We got our inspiration from the Walk Score, which incorporates different aspects of neighborhoods, such as number of parks and types of transit available. We wanted to explore parameters that people don't normally think about, but that may have an impact on neighborhood differentiation. We explored many datasets (for the list of data we used, please refer to our presentation slides), and set out to create metrics that will help users understand a neighborhood. We thus incorporated different elements of a neighborhood and developed different scores. We created four scores: Quality Score, Personal Score, Investment Score, and Similarity Score:
- Quality Score: We first selected a large set of data points that correlate with the quality of a neighborhood. We used the median house price as a proxy for quality. From there, we used AIC/BIC to do feature selection, and used multiple regression to calculate the weight of each selected feature. A score is then calculated using regression-weighted coefficients.

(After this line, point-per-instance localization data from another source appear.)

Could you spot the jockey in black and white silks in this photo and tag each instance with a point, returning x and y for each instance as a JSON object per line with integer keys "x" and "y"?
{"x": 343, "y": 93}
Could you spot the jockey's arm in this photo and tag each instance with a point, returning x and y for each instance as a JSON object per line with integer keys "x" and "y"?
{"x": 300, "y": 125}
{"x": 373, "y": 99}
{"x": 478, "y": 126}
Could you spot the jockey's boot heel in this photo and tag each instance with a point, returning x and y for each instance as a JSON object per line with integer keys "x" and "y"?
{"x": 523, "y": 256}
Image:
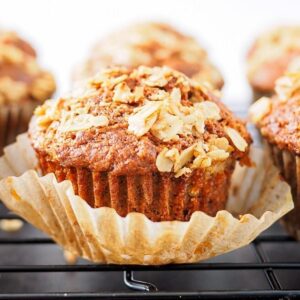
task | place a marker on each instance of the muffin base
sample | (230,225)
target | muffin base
(14,120)
(101,235)
(159,196)
(289,164)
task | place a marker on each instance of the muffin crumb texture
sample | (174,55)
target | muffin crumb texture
(275,52)
(147,140)
(165,120)
(278,117)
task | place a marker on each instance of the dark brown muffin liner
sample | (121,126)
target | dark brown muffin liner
(289,164)
(14,120)
(160,196)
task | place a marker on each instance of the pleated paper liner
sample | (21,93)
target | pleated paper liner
(14,120)
(289,164)
(258,197)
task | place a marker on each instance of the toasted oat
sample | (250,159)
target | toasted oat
(163,163)
(82,122)
(236,139)
(259,109)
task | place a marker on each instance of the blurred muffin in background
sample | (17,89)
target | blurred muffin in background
(272,54)
(278,119)
(148,140)
(151,44)
(23,85)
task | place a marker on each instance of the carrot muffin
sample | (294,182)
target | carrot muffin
(146,140)
(278,119)
(271,55)
(23,84)
(151,44)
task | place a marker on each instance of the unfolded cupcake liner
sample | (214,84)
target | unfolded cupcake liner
(289,165)
(258,197)
(159,196)
(14,119)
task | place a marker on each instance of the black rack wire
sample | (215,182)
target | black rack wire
(137,289)
(25,258)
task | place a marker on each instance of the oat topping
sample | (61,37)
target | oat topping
(287,86)
(273,53)
(278,117)
(259,109)
(21,77)
(151,44)
(157,104)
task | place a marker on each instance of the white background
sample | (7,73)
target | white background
(63,30)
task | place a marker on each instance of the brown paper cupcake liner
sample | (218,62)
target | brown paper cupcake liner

- Personal Score: We wanted to take personal preference into consideration when comparing neighborhoods. We conducted a survey amongst friends and colleagues to select a list of parameters that matter the most to people when they are looking for houses. The score is dynamically calculated based on the user's input, and it's ultimately a measure of how likely it is that the user would find the neighborhood likeable.
- Investment Score: We want to provide a metric that offers an indication of the price trend for a neighborhood. We calculated this metric by fitting a price trend line to the per-month average median house price data of the past 20 years that we obtained from Zillow. A score is then derived from the coefficient of the trend line.
- Similarity Score: We got the inspiration of the similarity score from recommender systems such as Amazon and Netflix. Assuming the user likes where they are currently living, or has a specific zip code that they know they like, the similarity score provides users with a metric that measures how similar a zip code is to the zip code they input. After evaluating several distance functions, such as Manhattan, Euclidian, Cosine, Hamming, and Jaccard, we selected the Euclidian Distance since our input data is all numeric. Click here for more information on the methodology.
For the product, users are asked to input their preference on real estate price range, house type, neighborhood characteristic parameters for personal score calculation, preferred zip code for similarity score calculation, along with optional inputs for school type and minimum school rating. The school-related inputs are mainly implemented for families with children, to help them narrow down on neighborhoods that fit their search criteria. To help the user understand the metrics and thus compare different neighborhoods more easily, scores are first calculated based on user input, and scaled before filters, such as pricing and school ratings, are applied. The scores are kept between 0 and 100. In terms of evaluating accuracy, we did some sample searches to see if the results are in line with what we would expect. For example, a search for a $800K-$1M 3 bedroom house similar to one in Danville, CA yielded results such as San Mateo, Pleasanton, and San Jose. All of these output zip codes are suburban areas very comparable to the Danville area. In the current stage of the product, the only way to evaluate accuracy is to analyze the output results, and decide if the output makes sense. In the future, we hope to have a deeper integration with real estate database products such as Zillow, and to be able to evaluate our model accuracy by analyzing user behavior in housing search after they use our product.
For our project, we used San Francisco Bay Area neighborhood as our test area and deliverable. In the future, we will scale to incorporate different neighborhoods in United States. In addition, we would like to add a map to plot our outputs, allow users to narrow down search area (such as within 50 miles of a certain zip code), enhance recommender system by allowing a range of ratings on multiple zip codes, and conduct experiments to validate the scores and revise calculations as necessary.